Int Braz J Urol. 2007 Mar-Apr;33(2):167-73; discussion 173-5. doi: 10.1590/s1677-55382007000200006.
To assess the incidence of prostate adenocarcinoma in patients undergoing radical cystoprostatectomy due to bladder cancer in Iranian men.

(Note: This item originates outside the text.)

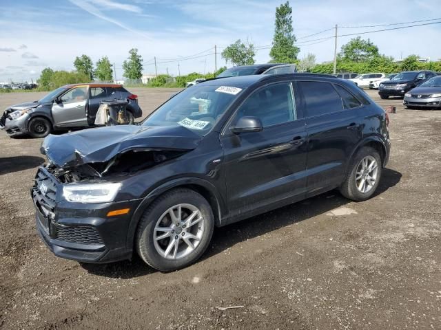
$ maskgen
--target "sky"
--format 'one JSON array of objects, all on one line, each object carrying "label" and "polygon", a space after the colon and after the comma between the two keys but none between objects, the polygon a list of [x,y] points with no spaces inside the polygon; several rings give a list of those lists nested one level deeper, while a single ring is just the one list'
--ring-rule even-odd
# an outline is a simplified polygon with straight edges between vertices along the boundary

Fifty cystoprostatectomy specimens removed due to bladder malignancy (2004-2005) at two referral centers (Shaheed Modarress and Shaheed Labbafinejad Hospitals, Tehran, Iran) were examined for the coincidental finding of prostate cancer (PCa). At the time of surgery the patient's serum PSA was less than 4 ng/mL and there were no suspicious lesions by digital rectal examination. Pathologic grade, stage, morphometric volume, number of tumor foci and association with areas of high grade prostatic intraepithelial neoplasia (HGPIN) were assessed by light microscopy. All specimens were totally embedded and whole-mounted. Clinically significant cancers were defined as tumors with >or= 0.5 mL volume, Gleason pattern 4 or 5, pT3, positive surgical margin, and multifocality > 3.

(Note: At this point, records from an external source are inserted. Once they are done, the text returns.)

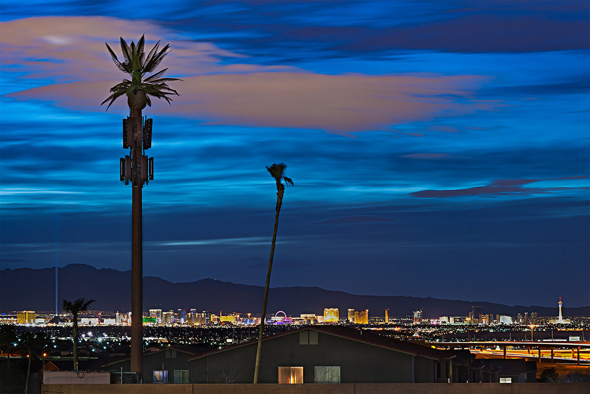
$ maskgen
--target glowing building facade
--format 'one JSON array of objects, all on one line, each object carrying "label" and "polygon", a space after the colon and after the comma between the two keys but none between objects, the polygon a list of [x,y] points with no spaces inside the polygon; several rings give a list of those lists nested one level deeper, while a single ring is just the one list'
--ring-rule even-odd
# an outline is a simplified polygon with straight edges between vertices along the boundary
[{"label": "glowing building facade", "polygon": [[161,309],[150,309],[149,310],[149,316],[150,317],[155,317],[156,323],[158,324],[162,323],[162,310]]},{"label": "glowing building facade", "polygon": [[355,324],[369,324],[369,310],[355,311]]},{"label": "glowing building facade", "polygon": [[174,313],[172,311],[169,312],[163,312],[162,314],[162,324],[171,324],[174,320]]},{"label": "glowing building facade", "polygon": [[19,324],[31,324],[35,323],[35,312],[23,311],[17,313],[17,323]]},{"label": "glowing building facade", "polygon": [[324,309],[324,323],[338,323],[338,308],[326,308]]},{"label": "glowing building facade", "polygon": [[417,309],[414,313],[414,324],[419,324],[422,323],[422,310]]},{"label": "glowing building facade", "polygon": [[314,323],[314,320],[315,320],[315,322],[316,323],[317,321],[317,316],[314,314],[304,314],[301,315],[301,317],[303,319],[304,324],[307,324],[308,323],[307,320],[309,320],[309,323],[310,324],[313,324]]}]

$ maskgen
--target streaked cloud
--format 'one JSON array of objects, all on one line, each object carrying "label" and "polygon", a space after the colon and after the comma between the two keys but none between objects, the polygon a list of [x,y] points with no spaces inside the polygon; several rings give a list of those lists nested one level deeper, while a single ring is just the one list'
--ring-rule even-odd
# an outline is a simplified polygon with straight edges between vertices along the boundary
[{"label": "streaked cloud", "polygon": [[339,225],[362,224],[365,223],[393,223],[398,221],[399,221],[396,219],[387,218],[382,216],[358,215],[355,216],[338,216],[336,218],[326,218],[315,222],[312,222],[310,224]]},{"label": "streaked cloud", "polygon": [[449,198],[466,196],[504,195],[542,195],[568,191],[585,191],[590,187],[545,187],[523,188],[525,185],[545,180],[562,180],[586,179],[586,176],[566,177],[553,179],[497,179],[486,186],[475,186],[466,189],[448,190],[422,190],[410,193],[414,197],[426,198]]}]

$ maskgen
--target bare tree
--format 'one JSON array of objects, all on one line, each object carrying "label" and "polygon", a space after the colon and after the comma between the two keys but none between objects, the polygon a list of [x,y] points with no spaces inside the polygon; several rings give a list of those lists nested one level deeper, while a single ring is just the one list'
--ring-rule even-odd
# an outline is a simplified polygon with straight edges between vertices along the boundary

Incidentally detected cancer was found in 7 (14%) of cystoprostatectomy specimens. HGPIN was present in 1 (14.3%) of the cystoprostatectomies with incidentally detected prostate cancer. None of cystoprostatectomies without prostate cancer had HGPIN. Four (57%) of the detected cancers were significant.

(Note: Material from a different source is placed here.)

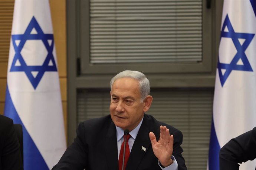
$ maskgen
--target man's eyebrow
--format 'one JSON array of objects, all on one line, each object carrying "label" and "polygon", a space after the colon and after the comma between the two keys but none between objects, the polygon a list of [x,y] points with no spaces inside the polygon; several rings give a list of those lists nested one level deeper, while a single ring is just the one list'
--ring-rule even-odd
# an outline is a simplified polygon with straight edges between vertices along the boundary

We conclude that incidentally detected prostate cancer in Iran is lower than the rates reported in other countries. Further studies are warranted for better declaration of variability of prostate cancer between different ethnic groups.
评估因膀胱癌接受根治性膀胱前列腺切除术的伊朗男性患者中前列腺腺癌的发病率。
对伊朗德黑兰两家转诊中心(沙希德·莫达雷斯医院和沙希德·拉巴菲内贾德医院)在2004年至2005年期间因膀胱恶性肿瘤切除的50份膀胱前列腺切除标本进行检查,以发现是否存在前列腺癌(PCa)。手术时患者血清前列腺特异抗原(PSA)低于4 ng/mL,直肠指检未发现可疑病变。通过光学显微镜评估病理分级、分期、形态计量体积、肿瘤灶数量以及与高级别前列腺上皮内瘤变(HGPIN)区域的相关性。所有标本均进行完全包埋和整体切片。具有临床意义的癌症定义为体积≥0.5 mL、Gleason模式4或5、pT3、手术切缘阳性以及多灶性>3的肿瘤。
在7份(14%)膀胱前列腺切除标本中偶然发现癌症。在偶然发现前列腺癌的膀胱前列腺切除标本中,1份(14.3%)存在HGPIN。未发现前列腺癌的膀胱前列腺切除标本均无HGPIN。检测到的癌症中有4份(57%)具有临床意义。
我们得出结论,伊朗偶然发现的前列腺癌低于其他国家报告的发病率。有必要进行进一步研究,以更好地说明不同种族群体之间前列腺癌的变异性。